Sluice won the 2001 Misty Isle Stakes at Arlington and placed in additional stakes at Monmouth and Kentucky Downs. She then went on to produce the Empire Maker filly Mushka, a $1.6 million Fasig-Tipton Saratoga yearling purchase in 2006 by Zayat Stables.

“A beautiful filly, absolutely gorgeous,” Mott said.

Mott sent out Mushka to win the Grade 2 Demoiselle Stakes as a juvenile. At the 2008 Keeneland November sale, Mushka, now a graded stakes winner with good looks from her exceptional family, brought $2.8 million from Brushwood Stable. Mott said he was “lucky enough” to continue to train the filly for new ownership.

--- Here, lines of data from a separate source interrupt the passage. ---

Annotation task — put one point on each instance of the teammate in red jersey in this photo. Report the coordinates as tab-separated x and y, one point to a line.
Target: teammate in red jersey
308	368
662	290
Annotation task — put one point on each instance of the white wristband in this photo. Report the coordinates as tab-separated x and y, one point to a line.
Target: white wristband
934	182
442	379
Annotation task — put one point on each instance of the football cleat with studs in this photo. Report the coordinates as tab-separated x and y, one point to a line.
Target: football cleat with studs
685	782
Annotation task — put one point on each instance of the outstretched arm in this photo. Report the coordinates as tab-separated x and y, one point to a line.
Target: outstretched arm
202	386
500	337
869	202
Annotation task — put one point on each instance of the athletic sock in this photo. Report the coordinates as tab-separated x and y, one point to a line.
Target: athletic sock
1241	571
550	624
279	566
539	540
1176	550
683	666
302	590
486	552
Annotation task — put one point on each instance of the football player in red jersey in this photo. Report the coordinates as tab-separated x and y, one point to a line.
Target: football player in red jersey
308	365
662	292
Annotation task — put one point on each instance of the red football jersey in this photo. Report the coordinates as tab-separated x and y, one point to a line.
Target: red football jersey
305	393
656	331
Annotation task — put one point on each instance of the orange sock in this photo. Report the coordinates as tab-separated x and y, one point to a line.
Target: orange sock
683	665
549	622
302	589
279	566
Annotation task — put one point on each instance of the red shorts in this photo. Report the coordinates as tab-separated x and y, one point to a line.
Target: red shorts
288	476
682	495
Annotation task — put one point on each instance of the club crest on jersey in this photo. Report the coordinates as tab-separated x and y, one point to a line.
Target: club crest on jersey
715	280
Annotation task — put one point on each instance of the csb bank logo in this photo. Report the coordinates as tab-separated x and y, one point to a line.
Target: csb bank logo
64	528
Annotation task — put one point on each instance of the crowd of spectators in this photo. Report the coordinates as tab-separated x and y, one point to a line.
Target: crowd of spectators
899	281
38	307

Mushka went on to win the Grade 1 Spinster and the Grade 3 Glens Falls for Brushwood. She placed in four other stakes, including a runner-up effort in the 2009 Breeders’ Cup Distaff.

Moving into her broodmare career, one of Mushka’s early foals was the Pennsylvania-bred filly Crowned, by Bernardini. Godolphin struck for the daughter of one of its prominent champions, going to $1.2 million at the 2014 Keeneland September yearling sale.

“Unfortunately, she had a few niggles, never really made it to the racetrack,” said Michael Banahan, Godolphin’s director of bloodstock in the United States.

Crowned, who died in 2024, according to records from The Jockey Club, has produced two winners from three starters to date. Sovereignty is the first stakes horse under this generation of the family – fittingly, in Mott’s care.

“It really is amazing how, sooner or later, it comes through, and it came through on this horse, and he’s a gorgeous individual,” Mott said.